Francesca Albanese is making a simple power claim: international law only works when someone is willing to impose costs. In a Reuters interview published Wednesday, the UN special rapporteur for the occupied Palestinian territories said she still believes law can shape behavior, even after the U.S. sanctioned her in July and Italy, France and Germany called for her resignation over her criticism of Israel’s war in Gaza (
Reuters).
Why it matters
This is not just about one UN official. It is about who gets to define the enforcement of the Gaza war narrative. Washington and Jerusalem want Albanese cast as an extremist outlier, because her reports push the conflict out of the realm of diplomacy and into potential liability: genocide claims, corporate complicity, and calls for sanctions. Reuters reports that she says the U.S. sanctions have frozen assets, cut off university ties, and even affected her husband’s assignment at the World Bank; AP reported last year that the Trump administration said the sanctions followed her criticism of Israel and her calls to target firms she says are complicit (
AP News).
That matters because sanctions are doing two jobs at once. First, they punish Albanese personally. Second, they signal to other UN officials, lawyers and academics what happens when they move from moral language to legal accusation. That is why the backlash from European governments is so important: it shows that even states sympathetic to multilateralism are reluctant to spend political capital defending a rapporteur who has become synonymous with the Gaza genocide argument. On
Global Politics, this is the core contest: not over facts alone, but over who pays the price for naming them.
The real fight is over enforcement
Albanese’s counterargument is sharper than her critics want to admit. Reuters says she frames international law as a tool, not a magic wand: it works, she argues, when citizens sue, businesses are taken to court, and people strike or boycott in the name of stopping atrocities (
Reuters). That is the strategic pivot.
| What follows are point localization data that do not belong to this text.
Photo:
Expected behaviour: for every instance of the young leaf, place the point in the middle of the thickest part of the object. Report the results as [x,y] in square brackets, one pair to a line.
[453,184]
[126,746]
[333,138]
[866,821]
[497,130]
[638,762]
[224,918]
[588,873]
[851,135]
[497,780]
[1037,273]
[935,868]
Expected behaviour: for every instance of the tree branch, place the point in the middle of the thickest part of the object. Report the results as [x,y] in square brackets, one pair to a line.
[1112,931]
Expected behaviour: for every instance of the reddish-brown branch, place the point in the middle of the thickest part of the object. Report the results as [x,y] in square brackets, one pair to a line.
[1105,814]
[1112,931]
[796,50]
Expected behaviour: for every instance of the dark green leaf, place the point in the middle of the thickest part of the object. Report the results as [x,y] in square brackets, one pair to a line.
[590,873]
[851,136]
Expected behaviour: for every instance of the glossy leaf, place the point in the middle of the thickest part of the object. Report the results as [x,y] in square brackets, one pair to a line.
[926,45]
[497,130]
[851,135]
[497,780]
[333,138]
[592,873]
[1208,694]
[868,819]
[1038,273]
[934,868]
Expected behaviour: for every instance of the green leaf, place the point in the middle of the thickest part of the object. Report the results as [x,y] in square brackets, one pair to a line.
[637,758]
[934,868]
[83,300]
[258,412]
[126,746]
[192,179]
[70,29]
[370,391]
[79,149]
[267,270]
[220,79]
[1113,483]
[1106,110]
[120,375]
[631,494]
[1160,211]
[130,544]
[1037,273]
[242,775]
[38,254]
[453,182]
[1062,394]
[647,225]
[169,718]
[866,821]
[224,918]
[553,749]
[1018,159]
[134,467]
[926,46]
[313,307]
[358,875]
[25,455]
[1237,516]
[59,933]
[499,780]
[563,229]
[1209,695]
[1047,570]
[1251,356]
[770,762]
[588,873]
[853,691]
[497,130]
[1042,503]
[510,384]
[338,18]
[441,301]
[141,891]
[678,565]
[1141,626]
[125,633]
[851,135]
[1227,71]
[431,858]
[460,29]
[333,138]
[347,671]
She is not relying on governments to suddenly grow more principled; she is trying to build pressure from below and sideways, through litigation and reputational risk.
AP’s reporting shows why this approach has teeth. Albanese has published reports targeting what she calls Israel’s “genocidal economy,” naming corporate actors and urging sanctions and prosecution of “architects, executors and profiteers” (
AP News). In other words, the target is not only Israeli policy, but the commercial ecosystem that sustains it. That broadens the battlefield from the UN Human Rights Council to boardrooms, university partnerships and banking systems.
What to watch next
The next pressure point is whether more governments follow the U.S. line and harden their stance against Albanese, or whether her book and reports deepen the legal campaign against companies tied to Gaza and the settlements. Al Jazeera has already reported that UN human rights officials are worried about the broader pattern: personal attacks, threats and misinformation are now being used to discredit independent experts before their findings can land (
Al Jazeera).
That is the real stakes game. If the sanctions isolate Albanese, the message is deterrence. If her arguments continue to feed lawsuits, divestment campaigns and state scrutiny, then the leverage shifts back toward the legal front she says has been dormant for too long.